From the dam at the mouth of Larder Lake (located south of the lake), the river flows over 54.0 km, according to the following segments:

Upper Larder River (segment of 30.3 km)

- 2.2 km Southeasterly to the northwestern shore of Raven Lake. Note: The north-east part of Raven Lake receives the waters of Buies Lake, which drains the Quebec lakes in the Montbeillard (a sector of Rouyn-Noranda): Hébert, Dufay (Dufay River and Laberge River), Drapeau, Germain and Durand;
- 0.8 km Southwesterly across the southern portion of Raven Lake (Ontario part);
- 0.9 km South, crossing Corset Lake;
- 2.6 km Southwesterly crossing Ward Lake;
- 4.5 km Southwesterly to the easterly limit of the Township Municipality of Larder Lake;
- 4.5 km Southwesterly in the township municipality of Larder Lake across the upper (northeastern) portion of Skead Lake (length: 4.0 km; altitude: 236 m) to the north boundary of Bayly Township;
- 1.7 km southwesterly in Bayly Township across upper Skead Lake to First Falls Falls.

Lower part of the Larder River (segment of 23.7 km)

- 4.7 km Southwesterly, crossing the lower Skead Lake;
- 6.0 km Westerly across Wendigo Lake in the Sand Ridge to the eastern limit of Marter Township;
- 9.8 km in Marter Township with 1.8 km heading west through the Wendigo Falls and Fourth Falls, then 8.0 km southwesterly, in "Teddy's Falls", "Court Rapids" and "Garnett's Rapids", to the northerly limit of the township municipality of Evanturel;
- 3.2 km Southwesterly in the township municipality of Evanturel snaking to its mouth. The mouth of the Larder River flows over the north-east of the Blanche River into the Timiskaming District. This confluence is located at:
- 22.3 m Southwest of the border Ontario-Quebec;
- 4.4 km Northeast of the village centre of Englehart, Ontario;
- 36.8 km Northwest of the mouth of the Blanche River.

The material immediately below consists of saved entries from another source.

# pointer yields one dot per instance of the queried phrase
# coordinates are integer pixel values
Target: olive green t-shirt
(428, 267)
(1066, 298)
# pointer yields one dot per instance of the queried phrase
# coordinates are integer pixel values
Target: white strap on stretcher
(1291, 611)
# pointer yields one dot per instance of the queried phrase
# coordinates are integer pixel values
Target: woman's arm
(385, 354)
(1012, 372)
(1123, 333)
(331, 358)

The Blanche River flows via Lake Timiskaming and the Ottawa River to the Saint Lawrence River.

== Provincial park ==

The Larder River Waterway Provincial Park protects a 30 km section of the Larder River from Raven Lake to Upper Wendigo Lake, including the shores of the lakes it flows through, i.e. Raven, Corset, Ward, and Skead Lakes. Also part of the park is a tract of land south of Wendigo Lake that includes Beaver, Clear, Crystal, Little Moose, Miller, and Skeletonpup Lakes. The Larder River inside the park is characterized by scenic boreal forest, cliffs, outcrops, and plateaus.

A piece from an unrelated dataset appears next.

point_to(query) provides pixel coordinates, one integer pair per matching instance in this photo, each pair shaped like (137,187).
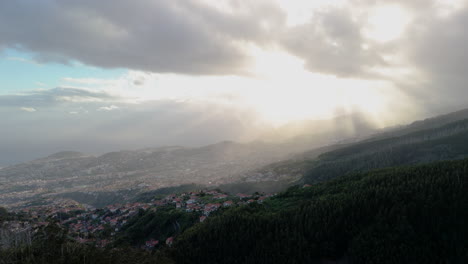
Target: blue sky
(20,72)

The park was originally established in 1985 and had 2509 ha, only including the river corridor from Raven Lake to Upper Wendigo Lake, as well as the area around Clear Lake. In 2002, the park was extended to the south of Wendigo Lake by 1535 ha.

The park provides important feeding and calving habitats for moose and nesting sites for birds of prey. Fish species found in the park include brook trout, golden shiner, northern pike, pumpkinseed, rock bass, spottail shiner, white sucker, and yellow perch.

The Larder River Waterway Provincial Park is a non-operating park. There are no facilities or services provided.